Recent Developments in PepGen's CONNECT Program for DMD

PepGen's Latest Advancements in Clinical Trials

PepGen Inc. (Nasdaq: PEPG), a clinical-stage biotechnology company dedicated to innovating oligonucleotide therapies, has recently announced pivotal updates regarding its CONNECT clinical program. This program primarily investigates PGN-EDO51 as a treatment option for Duchenne muscular dystrophy (DMD), focusing on patients suited for an exon-51 skipping approach.

CONNECT1-EDO51 Clinical Trial Overview

The CONNECT1 study is a Phase 2, open-label, multiple ascending dose (MAD) clinical trial with ongoing enrollment in Canada. This trial has two cohorts comprised of boys and young men diagnosed with DMD who are eligible for the exon 51 skipping treatment. Its key objectives target safety, tolerability, and various efficacy endpoints including dystrophin production and muscle tissue concentration.

Currently, the 10 mg/kg cohort has reached full enrollment with four participants, while three are still active in the ongoing dosing regimens at the 5 mg/kg level during the long-term extension component of the study. The company has outlined plans to share clinical data from the 10 mg/kg cohort by the end of 2025.

Safety Monitoring and Regulatory Compliance

Recent developments have indicated a return to baseline magnesium levels in two subjects from the 10 mg/kg cohort, who had previously exhibited asymptomatic hypomagnesemia. One of the participants experienced a temporary pause in dosing due to a drop in his estimated glomerular filtration rate (eGFR), although this did not cause a dose-limiting toxicity according to pre-established safety criteria. Subsequent evaluations confirmed improvements in the participant’s eGFR, with ongoing reviews by the investigator to determine when dosing can safely resume.

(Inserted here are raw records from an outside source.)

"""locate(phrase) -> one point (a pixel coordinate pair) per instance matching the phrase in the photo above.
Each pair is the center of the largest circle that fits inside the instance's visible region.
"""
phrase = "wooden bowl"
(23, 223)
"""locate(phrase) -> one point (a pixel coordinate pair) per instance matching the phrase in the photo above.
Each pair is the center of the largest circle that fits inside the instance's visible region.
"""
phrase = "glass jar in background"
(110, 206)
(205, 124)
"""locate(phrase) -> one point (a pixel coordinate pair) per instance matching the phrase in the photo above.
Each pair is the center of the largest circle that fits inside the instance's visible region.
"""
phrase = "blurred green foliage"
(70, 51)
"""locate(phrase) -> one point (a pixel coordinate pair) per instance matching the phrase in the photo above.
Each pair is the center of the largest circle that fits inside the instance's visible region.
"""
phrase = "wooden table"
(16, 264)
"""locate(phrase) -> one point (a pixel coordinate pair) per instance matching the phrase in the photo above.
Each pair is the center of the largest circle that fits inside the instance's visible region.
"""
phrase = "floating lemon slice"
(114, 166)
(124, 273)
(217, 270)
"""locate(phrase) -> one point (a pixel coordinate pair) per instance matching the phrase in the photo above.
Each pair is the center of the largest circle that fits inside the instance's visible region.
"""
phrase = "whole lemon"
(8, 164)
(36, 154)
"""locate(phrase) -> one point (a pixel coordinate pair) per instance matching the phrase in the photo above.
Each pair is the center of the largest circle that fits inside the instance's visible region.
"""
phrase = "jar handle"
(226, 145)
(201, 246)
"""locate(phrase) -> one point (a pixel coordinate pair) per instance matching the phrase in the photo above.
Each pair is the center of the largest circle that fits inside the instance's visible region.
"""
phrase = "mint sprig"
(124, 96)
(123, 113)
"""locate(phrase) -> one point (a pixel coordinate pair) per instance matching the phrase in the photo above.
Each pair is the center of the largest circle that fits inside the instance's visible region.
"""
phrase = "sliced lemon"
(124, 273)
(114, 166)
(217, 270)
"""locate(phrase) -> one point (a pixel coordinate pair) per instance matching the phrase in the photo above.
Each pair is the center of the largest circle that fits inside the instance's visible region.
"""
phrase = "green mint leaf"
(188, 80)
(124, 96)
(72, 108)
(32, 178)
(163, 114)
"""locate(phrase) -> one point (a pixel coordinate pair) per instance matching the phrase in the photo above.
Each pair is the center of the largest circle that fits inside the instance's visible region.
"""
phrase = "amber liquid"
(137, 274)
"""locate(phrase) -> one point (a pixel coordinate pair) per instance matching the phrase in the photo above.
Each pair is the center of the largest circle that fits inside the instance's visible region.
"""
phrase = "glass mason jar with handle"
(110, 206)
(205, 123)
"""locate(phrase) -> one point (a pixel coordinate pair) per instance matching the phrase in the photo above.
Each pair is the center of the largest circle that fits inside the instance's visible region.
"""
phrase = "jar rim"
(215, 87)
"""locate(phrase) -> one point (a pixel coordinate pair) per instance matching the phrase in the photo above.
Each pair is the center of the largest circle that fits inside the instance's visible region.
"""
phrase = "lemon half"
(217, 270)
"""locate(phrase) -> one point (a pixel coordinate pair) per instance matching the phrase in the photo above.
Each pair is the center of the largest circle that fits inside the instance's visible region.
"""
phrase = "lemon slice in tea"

Moreover, PepGen has received communication from Health Canada permitting continued dosing for the 5 mg/kg and 10 mg/kg cohorts, albeit with requests for further information to address safety inquiries before advancing to increased dosing or additional participant enrollment. The company is actively collaborating with regulatory authorities to clarify their questions.

CONNECT2-EDO51 Clinical Trial Status

As for the CONNECT2-EDO51 trial, this Phase 2 study is a multinational, double-blind, placebo-controlled investigation that is currently open for enrollment in the United Kingdom. Similar to CONNECT1, this trial targets boys and young men amenable to the exon 51 skipping treatment, with monitoring focusing on safety, tolerability, dystrophin production, and functional outcomes.

However, in a setback, PepGen was notified by the US Food and Drug Administration (FDA) of a clinical hold on its Investigational New Drug application to initiate CONNECT2 in the US, despite prior authorization from the UK’s Medicines and Healthcare products Regulatory Agency (MHRA). The team is diligently addressing the FDA’s inquiries regarding their planned dosing levels and supporting data.

Expert Commentary from PepGen’s Leadership

Dr. Paul Streck, Head of Research and Development at PepGen, expressed optimism regarding the findings in CONNECT1, noting that treatment-related adverse events have generally been mild. He reassured stakeholders about the favorable emerging safety profile of PGN-EDO51 and highlighted the improving eGFR levels documented in one participant following a pause in dosing. He emphasized the importance of continued safety evaluations and eagerly anticipates sharing clinical data updates from both CONNECT1 and another significant study, FREEDOM-DM1, targeting myotonic dystrophy type 1.

Understanding PGN-EDO51 and PGN-EDODM1

PGN-EDO51 represents PepGen's cutting-edge investigational therapy aimed at DMD treatment. The design leverages the proprietary Enhanced Delivery Oligonucleotide (EDO) technology to facilitate effective oligonucleotide delivery, specifically targeting the root cause of DMD by achieving exon 51 skipping in the dystrophin transcript. Substantial efforts are implemented to restore reading frames for approximately 13% of DMD patients, enhancing dystrophin protein production.

Additionally, the company is advancing PGN-EDODM1, a candidate for treating myotonic dystrophy type 1 (DM1). Leveraging similar EDO technology, PGN-EDODM1 focuses on reinstating the splicing functions of MBNL1, a pivotal RNA splicing protein, ultimately benefiting thousands suffering from DM1, a progressive genetic disorder that significantly impacts quality of life.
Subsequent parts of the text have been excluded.